Le tricot masculin n’est plus un angle mort du loisir créatif. Selon une étude Ipsos sur le retour du tricot, 30 % des hommes déclarent avoir déjà expérimenté cette pratique, et 51 % se disent désireux de l’apprendre, contre 76 % des femmes ayant déjà tricoté au moins une fois. L’écart reste net, mais la dynamique est là : clubs, cours et blogs tenus par des tricoteurs se multiplient, et la demande de modèles pensés spécifiquement pour un porteur masculin progresse avec elle.

Cette demande se heurte pourtant à un déséquilibre éditorial ancien : l’immense majorité des patrons publiés, y compris les modèles dits « unisexes », ont été construits à partir de mensurations et de proportions féminines, puis simplement redimensionnés en plus grand. Le résultat porte souvent les mêmes défauts : un buste trop court par rapport à la largeur, des manches insuffisamment longues, une cambrure de taille marquée qui n’a pas lieu d’être sur une silhouette masculine où le tour de poitrine dépasse généralement le tour de taille dans une proportion différente de celle d’un buste féminin.

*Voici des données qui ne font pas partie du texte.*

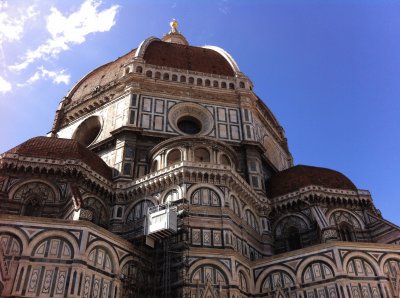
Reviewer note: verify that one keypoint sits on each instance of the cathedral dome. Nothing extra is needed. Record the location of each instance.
(300, 176)
(187, 57)
(160, 53)
(64, 149)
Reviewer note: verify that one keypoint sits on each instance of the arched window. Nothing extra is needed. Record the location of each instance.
(154, 166)
(171, 196)
(139, 211)
(360, 267)
(33, 207)
(346, 232)
(99, 212)
(206, 197)
(101, 259)
(242, 282)
(173, 157)
(277, 280)
(293, 238)
(201, 155)
(251, 220)
(224, 160)
(119, 212)
(235, 206)
(317, 271)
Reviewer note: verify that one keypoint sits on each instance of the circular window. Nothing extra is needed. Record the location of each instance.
(88, 131)
(189, 125)
(190, 119)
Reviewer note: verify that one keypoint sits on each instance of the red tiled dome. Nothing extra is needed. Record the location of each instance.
(187, 57)
(301, 176)
(56, 148)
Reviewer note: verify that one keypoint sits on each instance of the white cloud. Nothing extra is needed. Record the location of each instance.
(57, 77)
(69, 30)
(12, 27)
(4, 86)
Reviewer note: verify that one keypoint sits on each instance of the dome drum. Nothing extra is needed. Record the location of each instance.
(198, 150)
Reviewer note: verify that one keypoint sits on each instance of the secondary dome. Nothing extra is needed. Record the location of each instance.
(300, 176)
(57, 148)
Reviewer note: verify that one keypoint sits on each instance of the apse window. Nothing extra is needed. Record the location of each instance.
(88, 131)
(189, 125)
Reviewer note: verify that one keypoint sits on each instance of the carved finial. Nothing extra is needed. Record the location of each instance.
(174, 26)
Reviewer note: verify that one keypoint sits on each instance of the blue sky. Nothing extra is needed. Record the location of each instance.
(329, 70)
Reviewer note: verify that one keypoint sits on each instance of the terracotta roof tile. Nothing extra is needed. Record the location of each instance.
(300, 176)
(57, 148)
(187, 57)
(101, 76)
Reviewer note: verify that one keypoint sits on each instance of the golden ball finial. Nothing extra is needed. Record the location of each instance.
(174, 25)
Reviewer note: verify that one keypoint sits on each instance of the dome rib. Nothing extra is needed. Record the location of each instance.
(187, 57)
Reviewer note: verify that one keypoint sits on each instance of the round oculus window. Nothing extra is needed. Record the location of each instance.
(189, 125)
(190, 119)
(88, 131)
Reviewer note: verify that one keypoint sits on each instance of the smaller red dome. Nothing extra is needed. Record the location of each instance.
(300, 176)
(57, 148)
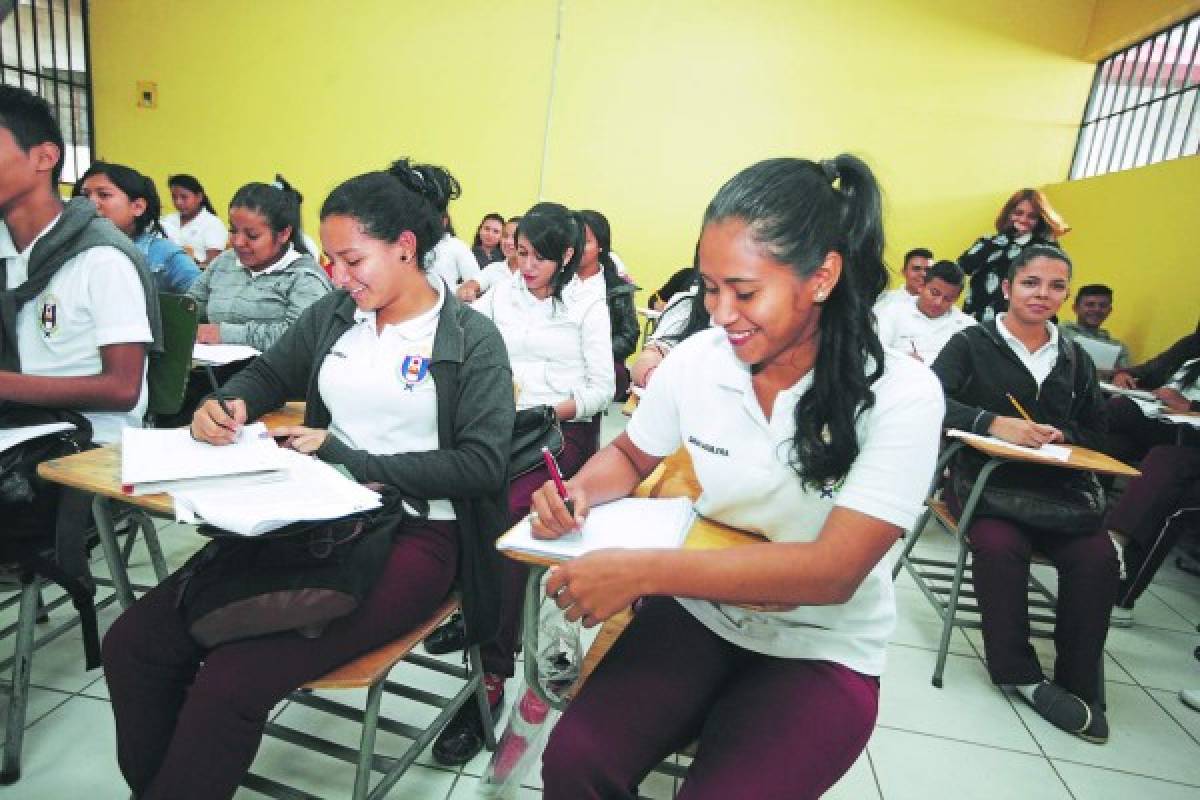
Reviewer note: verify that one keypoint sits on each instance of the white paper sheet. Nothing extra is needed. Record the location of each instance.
(1056, 452)
(630, 523)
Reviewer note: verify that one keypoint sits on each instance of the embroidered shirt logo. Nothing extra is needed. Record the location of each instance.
(413, 370)
(48, 317)
(708, 447)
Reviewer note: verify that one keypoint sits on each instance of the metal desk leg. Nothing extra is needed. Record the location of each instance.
(102, 513)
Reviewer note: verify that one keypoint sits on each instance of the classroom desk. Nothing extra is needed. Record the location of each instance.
(672, 477)
(99, 473)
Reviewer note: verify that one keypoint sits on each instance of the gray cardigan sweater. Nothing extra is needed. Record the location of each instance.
(475, 411)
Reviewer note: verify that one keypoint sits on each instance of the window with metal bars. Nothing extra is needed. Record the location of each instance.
(1144, 104)
(43, 47)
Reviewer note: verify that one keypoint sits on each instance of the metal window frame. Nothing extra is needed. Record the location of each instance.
(1129, 101)
(25, 67)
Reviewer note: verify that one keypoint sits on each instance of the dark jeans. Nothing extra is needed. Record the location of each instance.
(768, 727)
(1087, 587)
(579, 444)
(189, 722)
(1151, 513)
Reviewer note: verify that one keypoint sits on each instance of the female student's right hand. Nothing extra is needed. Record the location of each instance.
(549, 516)
(210, 423)
(1020, 432)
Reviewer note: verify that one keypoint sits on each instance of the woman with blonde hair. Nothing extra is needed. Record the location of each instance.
(1026, 218)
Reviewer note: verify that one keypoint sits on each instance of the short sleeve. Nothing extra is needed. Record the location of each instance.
(117, 298)
(899, 444)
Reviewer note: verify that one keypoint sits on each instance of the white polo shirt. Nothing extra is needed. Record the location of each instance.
(453, 260)
(378, 388)
(702, 398)
(205, 232)
(95, 300)
(559, 349)
(1039, 364)
(905, 328)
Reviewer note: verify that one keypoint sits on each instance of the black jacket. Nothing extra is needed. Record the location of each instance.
(475, 411)
(978, 371)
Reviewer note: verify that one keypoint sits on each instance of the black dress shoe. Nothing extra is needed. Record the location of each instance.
(463, 735)
(448, 638)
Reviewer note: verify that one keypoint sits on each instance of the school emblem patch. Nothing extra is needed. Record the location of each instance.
(413, 370)
(48, 316)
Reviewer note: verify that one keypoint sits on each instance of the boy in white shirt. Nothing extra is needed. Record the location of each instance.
(923, 328)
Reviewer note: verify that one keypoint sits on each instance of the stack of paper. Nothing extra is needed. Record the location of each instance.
(168, 458)
(222, 354)
(631, 523)
(13, 437)
(1056, 452)
(309, 489)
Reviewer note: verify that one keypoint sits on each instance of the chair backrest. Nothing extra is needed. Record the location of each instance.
(168, 370)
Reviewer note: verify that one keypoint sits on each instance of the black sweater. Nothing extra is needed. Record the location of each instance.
(978, 371)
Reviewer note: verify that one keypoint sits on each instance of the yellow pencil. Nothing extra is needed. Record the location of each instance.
(1019, 409)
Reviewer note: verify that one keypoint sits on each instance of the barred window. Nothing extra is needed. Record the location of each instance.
(1143, 108)
(43, 47)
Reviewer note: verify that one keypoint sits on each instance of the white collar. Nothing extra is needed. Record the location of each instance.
(280, 265)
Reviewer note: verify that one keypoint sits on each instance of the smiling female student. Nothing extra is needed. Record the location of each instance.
(189, 721)
(256, 289)
(801, 429)
(562, 358)
(195, 226)
(130, 200)
(1020, 355)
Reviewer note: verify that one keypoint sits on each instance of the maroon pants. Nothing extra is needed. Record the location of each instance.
(1153, 512)
(189, 722)
(579, 444)
(768, 727)
(1087, 587)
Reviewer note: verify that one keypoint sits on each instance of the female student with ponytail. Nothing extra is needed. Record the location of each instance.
(195, 226)
(130, 200)
(562, 358)
(802, 429)
(189, 721)
(256, 289)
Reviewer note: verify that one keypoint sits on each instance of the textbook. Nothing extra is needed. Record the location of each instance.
(630, 523)
(13, 437)
(167, 458)
(307, 489)
(1057, 452)
(222, 354)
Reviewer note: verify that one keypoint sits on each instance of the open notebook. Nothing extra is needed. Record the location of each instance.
(630, 523)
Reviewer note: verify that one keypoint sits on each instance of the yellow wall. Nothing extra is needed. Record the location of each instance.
(1120, 23)
(1137, 232)
(655, 103)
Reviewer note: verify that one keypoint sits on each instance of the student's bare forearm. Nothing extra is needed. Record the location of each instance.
(102, 392)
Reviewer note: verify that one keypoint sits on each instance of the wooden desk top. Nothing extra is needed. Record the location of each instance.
(1079, 458)
(99, 471)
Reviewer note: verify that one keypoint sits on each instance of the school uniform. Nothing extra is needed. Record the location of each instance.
(203, 233)
(979, 367)
(95, 299)
(559, 350)
(453, 260)
(790, 696)
(190, 721)
(905, 328)
(173, 270)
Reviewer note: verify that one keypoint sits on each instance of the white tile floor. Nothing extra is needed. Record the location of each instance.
(967, 740)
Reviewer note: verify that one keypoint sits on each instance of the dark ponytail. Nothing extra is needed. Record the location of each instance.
(799, 211)
(552, 229)
(191, 185)
(136, 186)
(390, 202)
(280, 205)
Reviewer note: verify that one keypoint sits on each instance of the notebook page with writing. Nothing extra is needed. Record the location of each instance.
(629, 523)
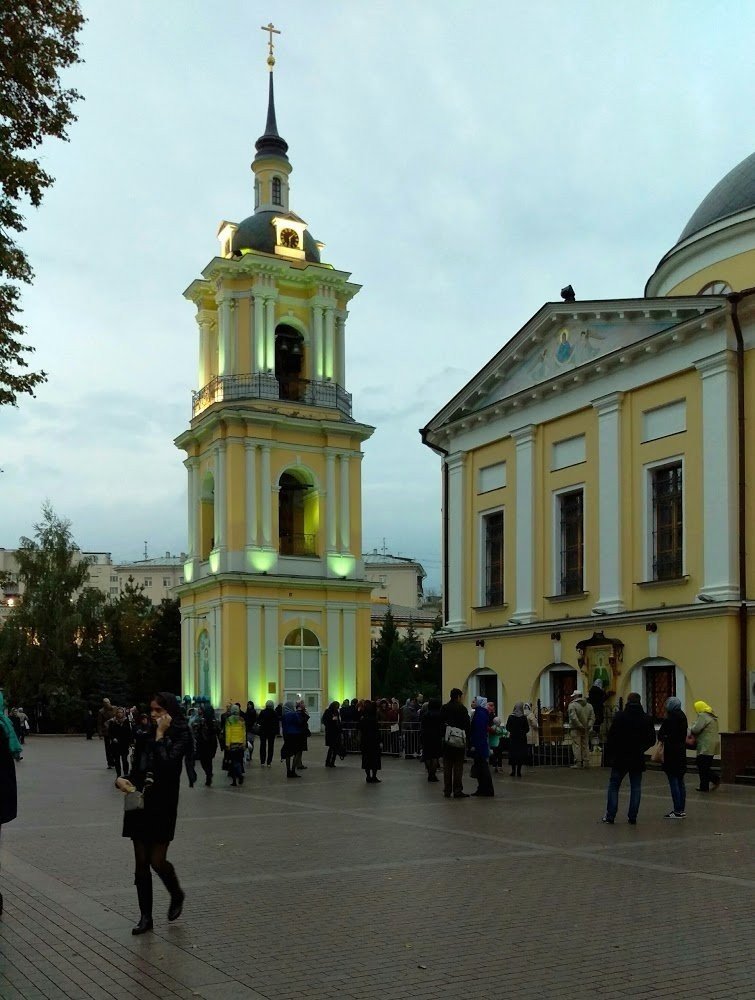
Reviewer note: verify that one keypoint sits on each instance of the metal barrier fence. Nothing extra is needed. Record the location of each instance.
(397, 739)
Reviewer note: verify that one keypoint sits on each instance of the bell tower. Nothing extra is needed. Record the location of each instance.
(274, 604)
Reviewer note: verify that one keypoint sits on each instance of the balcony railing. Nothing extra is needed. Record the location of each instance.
(262, 385)
(298, 545)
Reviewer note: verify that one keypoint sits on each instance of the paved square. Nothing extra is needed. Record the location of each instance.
(328, 887)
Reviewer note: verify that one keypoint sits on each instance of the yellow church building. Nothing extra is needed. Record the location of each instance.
(599, 488)
(275, 604)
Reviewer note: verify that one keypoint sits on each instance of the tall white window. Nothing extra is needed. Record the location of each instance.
(666, 520)
(492, 558)
(570, 536)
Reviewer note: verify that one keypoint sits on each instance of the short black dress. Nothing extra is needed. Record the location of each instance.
(162, 759)
(370, 733)
(8, 804)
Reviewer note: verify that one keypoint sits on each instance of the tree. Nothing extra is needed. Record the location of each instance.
(39, 39)
(399, 678)
(130, 618)
(39, 651)
(165, 651)
(381, 653)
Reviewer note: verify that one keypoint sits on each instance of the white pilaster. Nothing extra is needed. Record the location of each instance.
(330, 337)
(192, 491)
(719, 471)
(455, 554)
(349, 653)
(204, 322)
(266, 488)
(270, 334)
(317, 339)
(609, 502)
(330, 500)
(221, 513)
(341, 348)
(524, 438)
(188, 673)
(224, 335)
(255, 675)
(334, 688)
(250, 461)
(271, 669)
(345, 511)
(258, 358)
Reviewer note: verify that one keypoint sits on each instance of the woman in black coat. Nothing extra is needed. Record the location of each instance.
(157, 774)
(370, 734)
(432, 729)
(10, 752)
(331, 719)
(673, 736)
(518, 728)
(269, 723)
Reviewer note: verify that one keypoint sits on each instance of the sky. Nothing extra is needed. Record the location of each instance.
(463, 160)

Comprendre ce déséquilibre est la première étape pour réussir un tricot homme : il ne s’agit pas de suivre un patron à la lettre, mais de savoir où et comment le corriger.

Comprendre la morphologie masculine avant de tricoter

Les silhouettes types et leurs points d’attention

La silhouette masculine se décline en plusieurs morphologies généralement classées en cinq types : en V (épaules larges, taille fine), en H (épaules et hanches alignées, peu de marque à la taille), en A (hanches plus larges que les épaules), en O (volume concentré sur le ventre) et en I (silhouette rectiligne et fine). Chacune appelle un ajustement différent du tricot : une morphologie en V bénéficie d’une carrure large et d’un buste droit sans reprise de taille, tandis qu’une morphologie en O demande davantage d’aisance sur le tour de poitrine et l’abdomen pour éviter un vêtement qui tire.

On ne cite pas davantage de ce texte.